SICHERHEIT UND HYGIENE
Sicherheit in der Küche reicht über das Vorhandensein eines Feuerlöschers oder die richtig eingestellte Apparatur. Genauso wichtig ist das Outfit des Küchenpersonals.
Feuerhemmend: Bis vor kurzem gab es Kochjacken die mit einem feuerhemmenden Mittel behandelt wurden. Diese Idee wurde aber, sowie das Spray, gestrichen.
Ärmel: Dürfen nicht länger als die Armen sein und nicht hängen.
Schal: Der Schal ist kein Schmuck, sondern hat eine sehr hygienische Funktion. Er fängt perfekt den Schweiß.
Schuhe: Stöckelabsätze sind komplett unangemessen. Schuhe sollten bequem sein und schützend für die Füße.
Kochmütze: Ist nicht verpflichtet, also ein weiterer Grund zum Anbieten einer großen Auswahl an poppigen Mützen, so dass der Koch sich schneller für eine Kopfbedeckung entscheiden wird.
 
TRENDS
Der Koch und seine Mitarbeiter werden sich mehr und mehr des eigenen Looks bewusst.
Vielleicht weil sie häufiger in einer offenen Küche arbeiten? Oder vielleicht weil in letzter Zeit sich der Mann im Allgemeinen mehr mit dem Äußeren beschäftigt? Möglicherweise wird er von dem jungen Fernsehkoch mit starkem Image beeinflusst.
Der heutige junge Koch hat kein Bäuchlein und ist trendy. Er mag das traditionelle Weiß nicht mehr, im Gegenteil er möchte mehr Farbe in der Küche. Der Sektor wird auch von den Trends in anderen Sektoren beeinflusst, sowie Mode, Lifestyle und Innenarchitektur.
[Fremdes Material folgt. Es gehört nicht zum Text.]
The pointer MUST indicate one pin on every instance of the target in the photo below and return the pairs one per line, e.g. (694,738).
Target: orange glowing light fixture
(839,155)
Naturtöne wie Sand und Braun werden immer beliebter. Auch die barokken Prints aus der Interieurwelt werden in der Kochkleidung verwendet.
Zum Teil dank dem zusätzlichen Interesse an bestimmten Trends innerhalb des Sektors, hat man auch neue spezifische Kleidung auf dem Markt gebracht. So wird zum Beispiel der Patissier eine eigene Kleidungslinie bestellen können, so dass er sich vom Chefkoch sichtbar unterscheidet
Auch im Bereich der Kopfbedeckung gibt es ein reichhaltiges Angebot. Kappen und Bandanas sind bei den jungen Leuten sehr gefragt.
 
PERSONIFIKATION
Ein Restaurant ist oft um die Küche bekannt. Aber immer mehr schenkt man dem Totalkonzept Aufmerksamkeit. Am liebsten sollte das Interieur auffällig sein, anders, stilvoll, typisch, anregend, …
Alles sollte zusammengehören. Logischerweise widmet man der Kleidung des Personals genausoviel Aufmerksamkeit.
Dadurch, dass der Koch eine größere Rolle im PR-Geschehen des Restaurants spielt, macht aus Ihm ein ausgezeichnetes Aushängeschild. Er sollte sich also in passender Kleidung vorstellen. Auf Wunsch könnte man nicht nur das Logogramm in der Kleidung einarbeiten, aber auch einzigartige, nach eigener Ansicht entworfene Modelle bestellen, ganz in der Farbe und nach einheitlichem Erscheinungsbild der Firma.